Dans ces conditions, il apparaît que la Préfecture de l'Eure-et-Loire, après examen approfondi de la situation, et après avoir motivé en fait et en droit sa décision, n’a commis aucune erreur d’appréciation en considérant que [P] [M] [X] [P] ne présentait pas de garanties suffisantes permettant d’envisager une mesure d’assignation à résidence et en le plaçant en rétention administrative.
Le moyen sera donc écarté.
Sur le fond
Il résulte des articles L 741-3 et L751-9 du CESEDA qu’un étranger ne peut être placer ou maintenu en rétention que pour le temps strictement nécessaire à son départ, l’administration devant exercer toute diligence à cet effet.
En l’espèce, la Préfecture de l'Eure-et-Loire justifie avoir adressé le 11 septembre 2024 à 9 heures 30, un courrier au consulat du Sri-Lanka, pays dont l’intéressé se déclare ressortissant, aux fins de demande de délivrance d’un laissez-passer consulaire, ainsi qu’une demande de réadmission aux autorités italiennes.
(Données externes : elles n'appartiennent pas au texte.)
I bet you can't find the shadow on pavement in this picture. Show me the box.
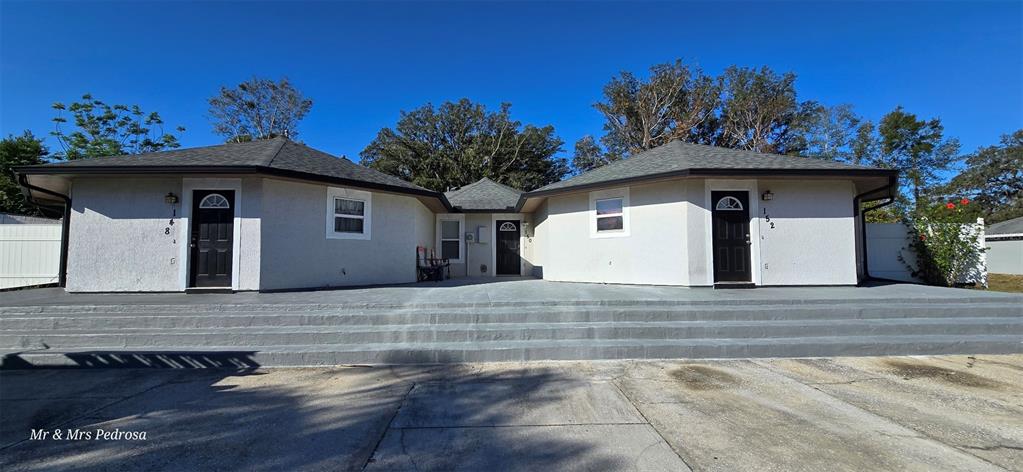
[0,352,613,471]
Dès lors, il convient de constater que 1`administration a réalisé les diligences qui s`imposaient à elle dans le cadre d'une première demande de prolongation, [P] [M] [X] [P] étant dépourvu de tout document de voyage en original, de sorte qu`un laissez-passer est nécessaire.
En conséquence, il sera fait droit à la demande de prolongation de la rétention administrative de [P] [M] [X] [P].
PAR CES MOTIFS
Ordonnons la jonction de la procédure suivie sous le numéro RG 24/04199 avec la procédure suivie sous le numéro RG 24/04200 et disons que la procédure sera suivie sous le seul numéro de N° RG 24/04199 - N° Portalis DBYV-W-B7I-G3EL.
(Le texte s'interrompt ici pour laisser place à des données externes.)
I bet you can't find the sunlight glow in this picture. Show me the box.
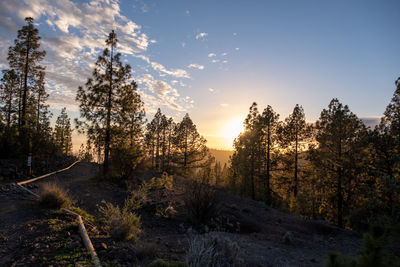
[221,117,244,143]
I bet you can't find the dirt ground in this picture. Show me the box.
[0,163,396,266]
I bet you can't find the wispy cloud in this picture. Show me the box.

Rejetons le recours formé à l’encontre de l’Arrêté de placement en rétention administrative.
Ordonnons la prolongation du maintien de Monsieur X se disant [P] [M] [X] [P] dans les locaux non pénitentiaires pour un délai maximum de VINGT SIX JOURS à compter du 16/09/2024.
Notifions que la présente décision est susceptible d'être contestée par la voie de l'appel interjeté dans les 24 heures du prononcé de la présente ordonnance, devant le Premier Président de la Cour d'Appel d’ORLEANS ([Courriel 2]), et par requête motivée.
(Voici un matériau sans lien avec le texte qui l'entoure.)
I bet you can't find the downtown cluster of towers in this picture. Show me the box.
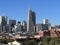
[0,7,50,34]
[0,7,58,34]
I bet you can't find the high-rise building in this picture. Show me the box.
[0,16,7,32]
[9,20,16,31]
[0,16,7,26]
[27,7,36,33]
[21,21,27,32]
[43,19,49,24]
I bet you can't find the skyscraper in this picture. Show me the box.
[27,7,36,33]
[43,19,49,24]
[0,16,7,32]
[0,16,7,26]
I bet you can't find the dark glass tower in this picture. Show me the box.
[27,7,36,33]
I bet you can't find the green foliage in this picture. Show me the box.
[24,39,37,45]
[41,36,60,45]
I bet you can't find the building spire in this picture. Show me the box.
[29,5,31,10]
Rappelons à Monsieur X se disant [P] [M] [X] [P] que dès le début du maintien en rétention, il peut demander l’assistance d’un interprète, d’un médecin, d’un conseil et peut, s’il le désire, communiquer avec son consulat et avec une personne de son choix.
Décision rendue en audience publique le 15 Septembre 2024 à
Le Greffier Le Juge
Reçu notification et copie de la présente ordonnance le 15 Septembre 2024 à ORLEANS
L’INTERESSE L’AVOCAT L’INTERPRETE
Copie de la présente décision est transmise par courriel au procureur de la République, au Tribunal Administratif d’Orléans, à la PREFECTURE D’EURE-ET-LOIR et au CRA d’Olivet.